Por otro lado, el presidente presume el número de arrestos de criminales de alto perfil llevados a cabo en su administración. Eso –argumenta– reduce la amenaza que el narcotráfico crea para la seguridad nacional. Según la visión calderonista, la fragmentación de los cárteles reduce su peligrosidad. Pero no queda claro que el mercado trasnacional de estupefacientes hoy se encuentre menos concentrado que al principio del sexenio. Un solo gran grupo tiene el control hegemónico sobre cada una de las rutas principales: el cártel del Pacífico y Los Zetas. Claramente ambos constituyen una amenaza para la seguridad nacional pero –paradójicamente– su división podría exacerbar la violencia y el crimen en amplias franjas del territorio mexicano.

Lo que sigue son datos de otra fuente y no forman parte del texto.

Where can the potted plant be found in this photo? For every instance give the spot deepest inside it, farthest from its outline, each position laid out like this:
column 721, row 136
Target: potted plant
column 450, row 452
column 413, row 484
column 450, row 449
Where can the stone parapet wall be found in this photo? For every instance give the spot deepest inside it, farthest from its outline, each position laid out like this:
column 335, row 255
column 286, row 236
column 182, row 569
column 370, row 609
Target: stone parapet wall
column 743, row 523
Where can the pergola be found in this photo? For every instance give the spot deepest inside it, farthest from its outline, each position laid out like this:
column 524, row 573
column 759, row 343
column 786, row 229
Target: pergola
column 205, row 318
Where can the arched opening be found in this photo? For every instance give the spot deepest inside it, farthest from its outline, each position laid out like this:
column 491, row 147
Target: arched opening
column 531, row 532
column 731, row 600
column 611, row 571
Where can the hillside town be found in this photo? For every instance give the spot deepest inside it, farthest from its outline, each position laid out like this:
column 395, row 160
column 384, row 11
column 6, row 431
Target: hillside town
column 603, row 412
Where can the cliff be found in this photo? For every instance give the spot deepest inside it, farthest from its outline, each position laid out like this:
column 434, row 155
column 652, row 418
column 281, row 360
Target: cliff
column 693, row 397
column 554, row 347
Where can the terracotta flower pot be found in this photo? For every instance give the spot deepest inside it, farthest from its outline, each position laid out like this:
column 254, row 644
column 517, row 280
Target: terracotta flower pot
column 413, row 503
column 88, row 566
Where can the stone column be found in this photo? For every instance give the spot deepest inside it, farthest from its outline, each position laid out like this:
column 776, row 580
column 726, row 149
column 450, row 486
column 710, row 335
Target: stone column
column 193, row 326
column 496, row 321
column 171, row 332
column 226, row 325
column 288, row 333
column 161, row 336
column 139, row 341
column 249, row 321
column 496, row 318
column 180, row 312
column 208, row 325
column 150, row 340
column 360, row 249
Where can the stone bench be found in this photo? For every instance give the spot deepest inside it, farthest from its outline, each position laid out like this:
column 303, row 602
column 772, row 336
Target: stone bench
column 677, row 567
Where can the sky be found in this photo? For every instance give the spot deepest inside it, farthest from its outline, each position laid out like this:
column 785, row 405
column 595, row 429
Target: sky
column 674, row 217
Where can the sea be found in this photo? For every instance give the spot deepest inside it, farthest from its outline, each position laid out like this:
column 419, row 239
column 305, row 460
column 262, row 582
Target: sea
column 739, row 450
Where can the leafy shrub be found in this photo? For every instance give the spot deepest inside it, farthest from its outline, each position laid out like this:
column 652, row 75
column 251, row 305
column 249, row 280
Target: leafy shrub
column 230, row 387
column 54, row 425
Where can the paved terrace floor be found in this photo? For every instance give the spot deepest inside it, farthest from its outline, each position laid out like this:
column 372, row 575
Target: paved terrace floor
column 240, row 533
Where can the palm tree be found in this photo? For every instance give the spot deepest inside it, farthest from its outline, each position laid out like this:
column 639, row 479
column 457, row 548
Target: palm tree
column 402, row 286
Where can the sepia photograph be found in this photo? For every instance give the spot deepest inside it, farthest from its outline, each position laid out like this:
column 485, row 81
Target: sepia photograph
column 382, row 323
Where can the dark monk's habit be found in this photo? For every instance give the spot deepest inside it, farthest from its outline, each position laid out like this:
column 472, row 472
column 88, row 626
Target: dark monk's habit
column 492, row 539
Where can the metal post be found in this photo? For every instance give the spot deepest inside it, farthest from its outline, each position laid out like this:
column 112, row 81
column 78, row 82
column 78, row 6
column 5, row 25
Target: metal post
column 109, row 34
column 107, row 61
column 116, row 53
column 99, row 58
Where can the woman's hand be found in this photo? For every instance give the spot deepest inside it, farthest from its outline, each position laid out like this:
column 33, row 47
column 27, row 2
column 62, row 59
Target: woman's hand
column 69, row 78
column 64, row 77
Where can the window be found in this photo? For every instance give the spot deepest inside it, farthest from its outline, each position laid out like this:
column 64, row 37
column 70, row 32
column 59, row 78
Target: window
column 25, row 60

Las operaciones conjuntas entre la Sedena, la Marina y la Policía Federal ofrecen un panorama igualmente preocupante. Durante 2007-2008, siete operaciones de este tipo fueron llevadas a cabo y los resultados no han sido positivos. El despliegue de fuerzas federales ayuda a las autoridades locales a eludir su responsabilidad. Y peor aún: en términos de percepción pública, coloca toda la culpa sobre el aumento de la violencia sobre los hombros del gobierno federal. Aun en estados como Chihuahua, Nuevo León y Tamaulipas –sitios donde se instrumentaron operativos conjuntos– el PRI gana y retiene el poder, a pesar de los esfuerzos del gobierno federal.
Quizás en reacción a una política cada vez más contraproducente, la estrategia de combate al narcotráfico ha experimentado un viraje en el último año. El objetivo parecería ser –según Guerrero– centrar menos la atención en la captura de los cabecillas y más en las organizaciones de alta peligrosidad. De allí que Los Zetas se hayan convertido en las cucarachas más perseguidas, más acosadas, más asediadas. El equipo calderonista no ha admitido este reposicionamiento públicamente, porque entrañaría reconocer que el enfoque anterior –atacar a todos los cárteles al mismo tiempo– había sido erróneo. A pesar de todo lo que el gobierno federal hace y dice, la producción y la comercialización de las drogas sigue aumentando, genera ganancias entre 19 mil y 29 mil millones de dólares, y ya puede observarse la ampliación de consumo en territorio mexicano. El agujero que Felipe Calderón encontró en la pared crece y la plaga dentro de él también.
Y por ello, por primera vez en lo que va del sexenio, en las encuestas los mexicanos colocan la inseguridad por encima de los temas económicos. Según el estudio más reciente llevado a cabo por Buendía y Laredo, 56% de la población piensa que el país es menos seguro debido a la estrategia gubernamental y 42% cree que narcotraficantes están ganando, 89% de la población tiene poca o ninguna confianza en la policía local y 75% tiene poca o ninguna confianza en la policía federal.
Es en este contexto que Felipe Calderón pronuncia un controvertido discurso en el cual advierte que las contiendas electorales podrían ser una nueva veta para los empresarios del crimen. Sugiere que pretenden corromper a las instituciones e infiltrar las elecciones. Augura la simbiosis del Estado criminal y el Estado constitucional. Pero si el presidente hace esos pronunciamientos como parte de una lógica electoral, que busca desacreditar al PRI, el esfuerzo se le revierte. Señala con el dedo índice a quienes ensuciaron el cuarto, cavaron el hoyo, protegieron a las cucarachas y son responsables de su presencia. Pero el señalamiento presidencial es también una admisión de derrota. Calderón se erigió a sí mismo en cazador de cucarachas, y al final de su sexenio todo indica que ha sido responsable de su multiplicación.